Of all the countries in the region, Morocco has the best record with regard to its treatment of its Jewish community.
During the Second World War, when Morocco was more or less under French rule, King Mohammed V defied the Vichy government and refused to deport the country’s 250,000 Jews to Nazi concentration camps.
Moroccan Jews therefore credit him with being their protector and their benefactor.
In a letter that President Isaac Herzog sent to King Mohammed VI last week on the second anniversary of Morocco’s accession to the Abraham Accords, he noted this fact and wrote: “During some of the darkest hours of Jewish history, Morocco has served as a beacon of light and hope for the Jews. When expelled from Spain in the fifteenth century, many Jews found safe haven on the other side of the Mediterranean.
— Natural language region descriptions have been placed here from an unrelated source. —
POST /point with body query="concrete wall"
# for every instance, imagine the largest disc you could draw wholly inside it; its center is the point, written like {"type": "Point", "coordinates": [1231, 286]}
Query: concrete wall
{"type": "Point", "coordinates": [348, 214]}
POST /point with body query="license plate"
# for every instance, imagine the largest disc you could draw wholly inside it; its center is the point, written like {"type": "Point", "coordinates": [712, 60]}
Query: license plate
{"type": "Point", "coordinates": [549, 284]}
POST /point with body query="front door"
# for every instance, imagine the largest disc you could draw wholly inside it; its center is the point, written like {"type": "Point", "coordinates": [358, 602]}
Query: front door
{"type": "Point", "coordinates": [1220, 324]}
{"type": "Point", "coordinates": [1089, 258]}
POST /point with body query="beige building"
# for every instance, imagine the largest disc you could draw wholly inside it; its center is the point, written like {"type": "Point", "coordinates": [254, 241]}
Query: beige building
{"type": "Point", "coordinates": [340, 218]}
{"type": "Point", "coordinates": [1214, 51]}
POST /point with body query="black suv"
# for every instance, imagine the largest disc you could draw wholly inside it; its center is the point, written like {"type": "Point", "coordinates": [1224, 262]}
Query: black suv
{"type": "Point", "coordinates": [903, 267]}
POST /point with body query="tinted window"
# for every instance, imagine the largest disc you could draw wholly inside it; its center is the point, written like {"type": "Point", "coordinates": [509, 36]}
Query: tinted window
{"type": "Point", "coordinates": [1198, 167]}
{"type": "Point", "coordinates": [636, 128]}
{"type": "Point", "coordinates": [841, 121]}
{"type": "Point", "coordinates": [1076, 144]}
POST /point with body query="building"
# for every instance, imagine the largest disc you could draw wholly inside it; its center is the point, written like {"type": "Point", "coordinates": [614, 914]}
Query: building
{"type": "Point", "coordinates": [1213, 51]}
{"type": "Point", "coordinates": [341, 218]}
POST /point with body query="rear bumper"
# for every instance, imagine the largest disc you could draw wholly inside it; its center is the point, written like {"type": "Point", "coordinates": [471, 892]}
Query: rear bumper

And when millions of Jews faced the horrors of the Holocaust in the twentieth century, King Mohammed V provided a safe haven for his Jewish subjects.”
A guardian of Jews
Herzog added that the king is remembered as the protector and guardian of Jews in his realm.
Mohammed’s concern for humanity has obviously been handed down to both his son and grandson, as the current monarch has not only been good to the Jews, but also has a Jewish advisor.
The attitude of the present king was not overlooked by Herzog in his letter. ”We salute your own many historic acts of support for the Jewish community of Morocco and your strengthening of peace between our two countries.”
Herzog also recalled that King Hassan II, father of the present king, had played a critical role in building the foundations of the peace on which Israel and Morocco stand.